OOC maybe, typo(s), sho-ai, gaje, garing, bahasa tidak baku, dll.

Ah yeah, don't like don't read!

.


Sudah sejak lima belas menit yang lalu, pemuda berambut pirang keemasan dan beriris langit itu berada dalam posisi seperti itu di ruang perpustakaan yang tengah terlihat lengang kunjungan para murid; dagu ditumpukan pada kedua lengan yang terlipat di atas meja, kedua samudra birunya tak lepas pandang pada sesosok pemuda berambut raven jabrik yang berada bersisian dengannya. Pemuda yang semenjak tadi terlihat menekuni sebuah buku tebal yang Naruto─si pemuda surai pirang─tak mau repot-repot menghitung berapa senti tebalnya, mengetahui apa judulnya, nama pengarangnya atau bahkan yang tercetak di sana.

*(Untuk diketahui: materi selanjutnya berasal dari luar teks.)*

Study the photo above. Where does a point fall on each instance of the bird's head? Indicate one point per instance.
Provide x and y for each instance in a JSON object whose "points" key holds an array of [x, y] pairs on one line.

Tak tahan dengan kondisi mengenaskan─menganggapnya layaknya patung Pancoran yang sekarang mengambil alih peran patung Godaime Hokage-sama… Ok, lupakan yang ini. Author masih sayang nyawa─karena sama sekali tak diacuhkan oleh sang pemuda, Naruto membuka suara, "Ne, Teme…"

"Hn," tanggap Sasuke singkat. Kedua obsidiannya enggan beranjak dari berderet-deret aksara yang terpapar di hadapannya saat ini; membuat Naruto menggembungkan pipi karamelnya, sebal.

"Kapan kau selesai membaca buku menyebalkan itu?"

"Hn. Memangnya kenapa, Dobe?" balas Sasuke masih dengan sikap tak acuhnya. Naruto kini memajukan bibirnya. 'Ditanya malah balik tanya,' pikir Naruto kesal.

"Ada yang ingin kukatakan." Naruto menegakkan tubuhnya.

"Hn."

"Kau dengarkan tidak?"

"Hn."

"Iya atau tidak?"

Sasuke memutar kedua bola matanya dan mendengus sebal. Lekas ditolehkan kepalanya untuk menatap Naruto. "Kau mau bicara apa, Dobe?"

Alih alih menjawab, Naruto malah menutup kedua katup bibirnya rapat-rapat. Sensasi yang membakar mulai menjalar ke semua sel di pipi kecokelatannya saat mata safirnya beradu pandang dengan obsidian Sasuke dan juga wajah tampan Sasuke yang di-close up di depan wajahnya. Nafasnya terasa membeku. Ditambah lagi dengan degup jantungnya yang berdenyut layaknya pelari sprinter. Tak mau ditelaah ekspresinya oleh oniks hitam itu, Naruto membuang pandang ke arah lain.

'Arggh… wajahnya terlalu dekat. Konsentrasiku jadi buyar,' pikir Naruto. 'Bodoh… bodoh… bodoh. Kau memang bodoh, Naruto.' Naruto merutuki dirinya sendiri, frustasi

Sasuke mengerutkan alis, bingung. Menanggapi tingkah tak lazim dari seorang Uzumaki Naruto. Ah, kalau dipikir-pikir rata-rata kelakuan pemuda yang ada di depannya ini memang berada di atas ambang kenormalan.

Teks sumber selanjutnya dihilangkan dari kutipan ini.